Baruch Performing Arts Center's Spoken Songs

Spears and Argento Sung by Brian Mulligan

By: - Mar 14, 2019

Baruch Performing Arts Center presented a Thoreau song cycle by Gregory Spears and Virginia Woolf's Diaries by Dominic Argento.

Spears, a phenom among contemporary composers, loves Henry David Thoreau, but found his poetry less than thrilling.  Diving into his prose, he decided to take up the more difficult challenge of setting prose to music.  He devised an emotional story arc, in which Thoreau departs civilization, relishes nature and contemplation, and ends up returning to the world. 

All composers have to ask, as they begin composing to words, will I control the words, or will the words control me? 

With  a poem you start with meticulously crafted musical words. A composer discovers the music of the words. The poetry suggests its own melodic contours, meter and counterpoint.  If a composer can find the music of the poem, then the poem has its own way of dictating the music.

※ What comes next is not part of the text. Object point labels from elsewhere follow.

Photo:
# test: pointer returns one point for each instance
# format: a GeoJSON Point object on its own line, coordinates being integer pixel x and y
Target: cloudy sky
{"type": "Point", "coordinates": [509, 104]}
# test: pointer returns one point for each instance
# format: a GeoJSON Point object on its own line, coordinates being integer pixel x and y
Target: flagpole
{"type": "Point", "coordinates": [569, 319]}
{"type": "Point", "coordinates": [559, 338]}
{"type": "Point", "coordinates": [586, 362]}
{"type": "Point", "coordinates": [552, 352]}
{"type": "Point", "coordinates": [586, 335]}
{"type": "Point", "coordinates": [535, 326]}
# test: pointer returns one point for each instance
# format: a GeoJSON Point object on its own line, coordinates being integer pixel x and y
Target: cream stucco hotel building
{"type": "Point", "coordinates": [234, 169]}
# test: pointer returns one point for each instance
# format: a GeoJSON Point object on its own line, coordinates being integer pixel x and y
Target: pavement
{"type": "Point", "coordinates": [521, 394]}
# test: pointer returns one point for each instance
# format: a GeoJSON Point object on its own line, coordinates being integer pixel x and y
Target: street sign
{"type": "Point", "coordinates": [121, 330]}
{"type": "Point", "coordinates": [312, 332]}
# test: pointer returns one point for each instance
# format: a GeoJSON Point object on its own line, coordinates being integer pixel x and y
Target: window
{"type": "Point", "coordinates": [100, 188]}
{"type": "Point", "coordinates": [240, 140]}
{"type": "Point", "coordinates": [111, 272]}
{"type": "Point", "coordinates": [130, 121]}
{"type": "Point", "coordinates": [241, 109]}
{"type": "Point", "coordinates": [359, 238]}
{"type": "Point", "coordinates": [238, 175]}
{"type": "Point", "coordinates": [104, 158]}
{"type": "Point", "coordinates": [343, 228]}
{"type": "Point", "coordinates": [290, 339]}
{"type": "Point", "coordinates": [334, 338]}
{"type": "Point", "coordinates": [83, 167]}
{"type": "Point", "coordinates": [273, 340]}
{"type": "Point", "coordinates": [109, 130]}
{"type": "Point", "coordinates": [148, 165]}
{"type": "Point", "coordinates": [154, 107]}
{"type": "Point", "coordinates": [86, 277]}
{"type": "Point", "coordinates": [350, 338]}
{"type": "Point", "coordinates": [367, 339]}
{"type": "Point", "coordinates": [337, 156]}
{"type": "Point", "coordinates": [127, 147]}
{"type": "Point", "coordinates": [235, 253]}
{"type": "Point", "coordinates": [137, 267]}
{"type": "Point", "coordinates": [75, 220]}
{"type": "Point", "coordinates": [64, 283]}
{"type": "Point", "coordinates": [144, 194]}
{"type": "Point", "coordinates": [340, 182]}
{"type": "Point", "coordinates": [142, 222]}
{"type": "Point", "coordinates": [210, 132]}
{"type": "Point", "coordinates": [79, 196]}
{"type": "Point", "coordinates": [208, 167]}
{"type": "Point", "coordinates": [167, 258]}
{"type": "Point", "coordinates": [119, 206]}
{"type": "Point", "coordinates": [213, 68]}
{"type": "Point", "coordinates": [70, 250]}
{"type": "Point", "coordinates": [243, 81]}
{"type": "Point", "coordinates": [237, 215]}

Spears has set these words both bending them to fit the music and also allowing them to effect him. The steely and melodic baritone Brian Mulligan said that he found the music chock full of words, hinting that he had never had to caress so many, or send them out.  The listener receives them as both story telling and picture painting.  They sit well in the human voice, Mulligan's of incredible range, from a bass growl to a tender head voice. 

Spears has lifted rich passages from the writer's journey to a personal wilderness in the right circumference of Walden Pond.  As he releases his societal concerns and enters the passionate world of nature, the music moves from a simple two note tune, to a palette full of color and light. Never does Spears forget that even splendor can be presented simply.  

Timothy Long, recently appointed Music Director of the Eastman School of Music's opera department, accompanied on the piano. He has an acutely sensitive ear.  The resonance of woods which echo bird calls and falling leaves was often dramatized in notes held both by the pianist and the singer until all their overtones were merged into the concert hall.  

Dominic Argento's The Diary of Virginia Woolf followed the intermission.  Argento, who died this year at ninety, composed the piece for Janet Baker, who had replaced Jessye Norman and then Beverly Sills, in the original commission.  The sun rising in Woolf's Waves had been suggested as a theme, but as Argento read Woolf's Diaries he found them more interesting. Solving some of the issues involved in setting text, he would arpeggiate the voice, and offer decorations more often heard in other instruments. Mulligan took to the text with a feminine flare, even as he clearly accented syllables.  

Baruch offers this performance area flanked by tall wooden screen to absorb and deflect sound on the stage and special acoustics.  It was an enlightening and delightful evening of a singer speaking in notes.